My therapist had an opinion about my new job. She didn’t think it was a good idea. She thought it was psychologically damaging and hurtful to all the work I’d done to get over my depression. I knew that she was right on one level, but I was actually really happy at that job. I was good at it, which gave me a sense of accomplishment, and I was able to afford to help my mom out with the rent, which made me feel productive. I was able to go out with my friends and not worry about how I was going to pay for dinner. I could afford to have fun. I couldn’t let what I said on the phones be real to me. Most of what I said and heard was hilarious, and it made me laugh. A lot.
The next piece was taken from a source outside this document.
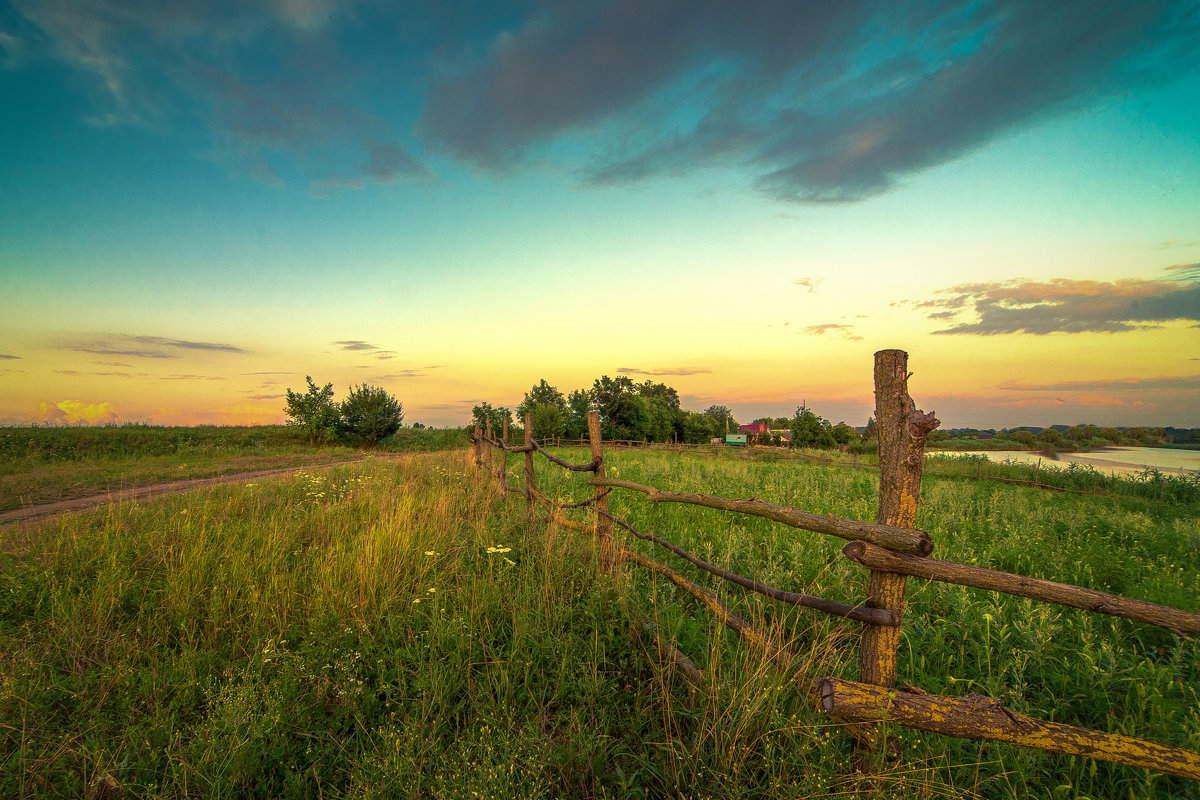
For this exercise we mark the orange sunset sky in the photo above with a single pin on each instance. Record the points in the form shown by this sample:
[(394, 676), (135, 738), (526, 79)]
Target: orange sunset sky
[(742, 200)]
I was making fun of those men as soon as I hung up. If I was on a domination call, I’d make fun of them while still on the call. Also, I don’t want you to think that every caller was some terrible creepy man rubbing himself and wanting me to call him Daddy. When I first started taking calls, I worked Saturday nights from 8 p.m. to 8 a.m. for the bump in pay, and the majority of calls that came in were from soldiers stationed in Afghanistan. Those soldiers were very polite and lonely. Not one of them wanted me to pretend to give them a blow job. They didn’t call for sex at all. They called because they wanted to talk to someone who wasn’t their family. For one, their loved ones were usually asleep at that time of night. But also they didn’t want to talk to people who missed them. Who were worried about them and wanted them to come home. One soldier explained to me that it was emotionally taxing to talk to someone you missed, who missed you, too. That wanting to be there for that loved one and hearing about all the things you were missing out on could make a person feel worse than they felt before they started talking. We talkers were paid to pick up the phone and be nice. That’s it. The average soldier would stay on a call for more than an hour. Sometimes two hours, until his prepaid card was out of minutes. The talker and the caller can hear when the system is going to cut the call off. At the end of the call, a soldier would always say, “Ma’am, it’s been real nice talking to you, so thank you for being kind. And remember when you go to bed tonight that we’re out here fighting for your freedom and fighting to make sure you’re safe.”

As I mentioned, the average caller was not a creepy old man with his hands on his balls. He was someone who just wanted to talk to a girl he imagined was pretty who wouldn’t reject him . . . and Charlie Sheen. Yes, a lot of calls were from creepy men who called me a bitch and a slut as I pretended to love it. It absolutely could be degrading work no matter how many “nice guys” called in.

My therapist was having none of it. She really thought I should reconsider this job. I asked her again what she thought I should do. She sighed very deeply, and said to me, “Gabby. I think that you are smart. You’re very smart and you know what this line of work can do to you. I believe you can figure out a way to stop it and still get what you want.” I said okay without really knowing what I was saying okay to.